小さなことでも不安の軽減につながるようお話しさせていただきました。

 

そして患者さんにストーマ装具交換を実施させていただきました。

とても良い状態であったためご家族のケアが行き届いているとお伝えすると

「教えてもらった通りにしています。よかった。良いと言われたらほっとします」と話されました。

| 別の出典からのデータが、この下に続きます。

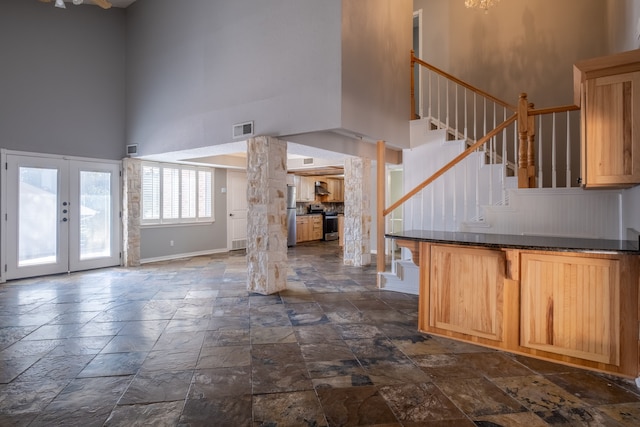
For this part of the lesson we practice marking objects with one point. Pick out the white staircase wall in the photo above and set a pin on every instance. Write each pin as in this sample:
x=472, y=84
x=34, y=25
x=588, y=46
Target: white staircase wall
x=570, y=212
x=458, y=195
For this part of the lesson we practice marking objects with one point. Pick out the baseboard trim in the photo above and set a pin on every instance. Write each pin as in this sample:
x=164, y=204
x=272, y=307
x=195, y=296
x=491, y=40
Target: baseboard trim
x=184, y=255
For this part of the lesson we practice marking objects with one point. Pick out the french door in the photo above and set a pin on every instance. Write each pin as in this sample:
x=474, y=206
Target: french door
x=61, y=215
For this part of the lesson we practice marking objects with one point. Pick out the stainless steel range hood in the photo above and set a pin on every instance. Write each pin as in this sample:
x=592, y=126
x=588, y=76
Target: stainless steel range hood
x=321, y=188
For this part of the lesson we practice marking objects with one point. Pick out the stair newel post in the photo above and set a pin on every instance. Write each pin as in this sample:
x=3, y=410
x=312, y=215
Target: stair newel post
x=413, y=87
x=531, y=148
x=380, y=202
x=523, y=124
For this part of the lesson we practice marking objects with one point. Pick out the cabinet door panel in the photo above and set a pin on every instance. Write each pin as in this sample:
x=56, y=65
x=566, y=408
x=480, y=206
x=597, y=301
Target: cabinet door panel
x=612, y=134
x=466, y=292
x=571, y=306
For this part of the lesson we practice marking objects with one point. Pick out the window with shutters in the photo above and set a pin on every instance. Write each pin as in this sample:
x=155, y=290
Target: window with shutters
x=176, y=194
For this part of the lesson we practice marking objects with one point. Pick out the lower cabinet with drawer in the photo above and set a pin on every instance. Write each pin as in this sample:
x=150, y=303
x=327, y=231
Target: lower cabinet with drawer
x=575, y=308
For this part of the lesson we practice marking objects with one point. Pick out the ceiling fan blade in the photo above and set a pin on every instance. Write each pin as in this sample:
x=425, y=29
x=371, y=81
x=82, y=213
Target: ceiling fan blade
x=102, y=3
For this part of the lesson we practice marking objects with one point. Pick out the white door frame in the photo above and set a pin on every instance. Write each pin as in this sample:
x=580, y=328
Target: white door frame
x=230, y=195
x=114, y=166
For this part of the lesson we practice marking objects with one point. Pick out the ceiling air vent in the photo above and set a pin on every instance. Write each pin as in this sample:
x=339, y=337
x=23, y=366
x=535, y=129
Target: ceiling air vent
x=243, y=129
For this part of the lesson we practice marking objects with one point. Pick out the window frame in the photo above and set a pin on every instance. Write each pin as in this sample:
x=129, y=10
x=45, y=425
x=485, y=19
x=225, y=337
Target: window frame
x=196, y=197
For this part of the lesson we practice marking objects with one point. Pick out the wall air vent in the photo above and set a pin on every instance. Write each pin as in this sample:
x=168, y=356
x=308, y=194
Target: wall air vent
x=243, y=129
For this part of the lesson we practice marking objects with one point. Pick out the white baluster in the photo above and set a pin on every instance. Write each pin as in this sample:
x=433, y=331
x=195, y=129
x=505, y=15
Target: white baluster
x=553, y=153
x=540, y=173
x=568, y=150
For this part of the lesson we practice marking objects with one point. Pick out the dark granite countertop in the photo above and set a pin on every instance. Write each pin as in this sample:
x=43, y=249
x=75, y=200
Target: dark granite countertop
x=551, y=243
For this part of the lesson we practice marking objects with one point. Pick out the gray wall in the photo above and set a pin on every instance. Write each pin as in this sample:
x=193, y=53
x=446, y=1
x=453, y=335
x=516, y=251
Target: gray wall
x=519, y=46
x=376, y=44
x=62, y=87
x=623, y=19
x=194, y=72
x=187, y=239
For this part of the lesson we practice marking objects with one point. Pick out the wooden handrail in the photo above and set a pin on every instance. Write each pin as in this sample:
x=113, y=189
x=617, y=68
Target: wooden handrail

患者さんは終始、入院中には見られなかったとても良い表情をされておられ、趣味の編み物まで披露してくださいましたキラキラ


医療処置をご自身で行えない方の退院はご家族などのお手伝いが増えます。

ですが、長年住み慣れたご自宅へ退院され安心した生活をされていると患者さんだけでなくご家族からも笑顔が溢れていました。

 

この笑顔のため、今後も感染症対策をしっかりと行いながら、患者さんの生活に沿った指導を入院中から退院後まで支援し続けていきたいと思います。